But a third blessing is very manifest here, and one indeed
which is already given to us. Notice the activity of labour
which is mentioned in the text.
God does not promise that there shall be fruitful crops
without labour; but here we find mention made of ploughmen,
reapers, treaders of grapes, and sowers of seed; and all these
persons are girt with singular energy. The ploughman does
not wait, because, saith he, the season has not yet
come for me to plough, but seeing that God is blessing theland,
he has his plough ready, and no sooner is one harvest shouted
home than he is ready to plough again. And so with the sower;
he has not to prepare his basket and to collect his seed;
but while he hears the shouts of the vintage, he is ready
to go out to work.
Now,
my brethren, one sign of a true revival, and indeed an essential
part of it is the increased activity of God's labourers. Why,
time was when our ministers, thought that preaching twice
on Sunday was the hardest work to which a man could be exposed.
Poor souls, they could not think of preaching on a week-day,
or if there was once a lecture, they had bronchitis, were
obliged to go to Jerusalem, and lay by, for they would soon
be dead if they were to work too hard. I never believed in
the hard work of preaching yet. We find ourselves able to
preach ten or twelve times a week, and find that we are the
stronger for it,--that in fact, it is the healthiest and most
blessed exercise in the world. But the cry used to be,
that our ministers were hardly done by, they were to be pampered
and laid by, done up in velvet, and only to be brought out
to do a little work occasionally, and then to be pitied when
that work was done. I do not hear anything of that talk now-a-days.
I
meet with my brethren in the ministry who are able to
preach day after day, day after day, and are not half so fatigued
as they were; and I saw a brother minister this week who has
been having meetings in his church every day, and the people
have been so earnest that they will keep him very often from
six o'clock in the evening to two in the morning. "Oh !" said
one of the members, "our minister will kill himself." "Not
he," said I, "that is the kind of work that will kill no man.

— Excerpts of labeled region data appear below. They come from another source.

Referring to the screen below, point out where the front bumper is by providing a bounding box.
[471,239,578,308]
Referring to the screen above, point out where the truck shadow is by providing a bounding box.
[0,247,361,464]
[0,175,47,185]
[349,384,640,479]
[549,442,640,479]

It is preaching to a sleepy congregation that kills good ministers,
but not preaching to earnest people." So when I saw him, his
eyes were sparkling, and I said to him, "Brother, you do not
look like a man who is being killed. "Killed, my brother,"
said he, "why I am living twice as much as I did before; I
was never so happy, never so hearty, never so well."
Said he, "I sometimes lack my rest, and want my sleep, when
my people keep me up so late, but it will never hurt me: indeed,"
he said, "I should like to die of such a disease as that--the
disease of being so greatly blessed."
There
was a specimen before me of the ploughman who overtook the
reaper,--of one who sowed seed, who was treading on the heels
of the men who were gathering in the vintage. And the like
activity we have lived to see in the Church of Christ. Did
you ever know so much doing in the Christian world before?
There are grey-headed men around me who have known the Church
of Christ sixty years, and I think they can bear me witness
that they never knew such life, such vigour and activity,
as there is at present. Everybody seems to have a mission,
and everybody is doing it. There may be a great many sluggards,
but they do not come across. my path now. I used to be always
kicking at them, and always being kicked for doing so. But
now there is nothing to kick at--every one is at work--Church
of England, Independents, Methodists, and Baptists--there
is not a single squadron that is behindhand; they have all
their guns ready, and are standing, shoulder to shoulder,
ready to make a tremendous charge against the common enemy.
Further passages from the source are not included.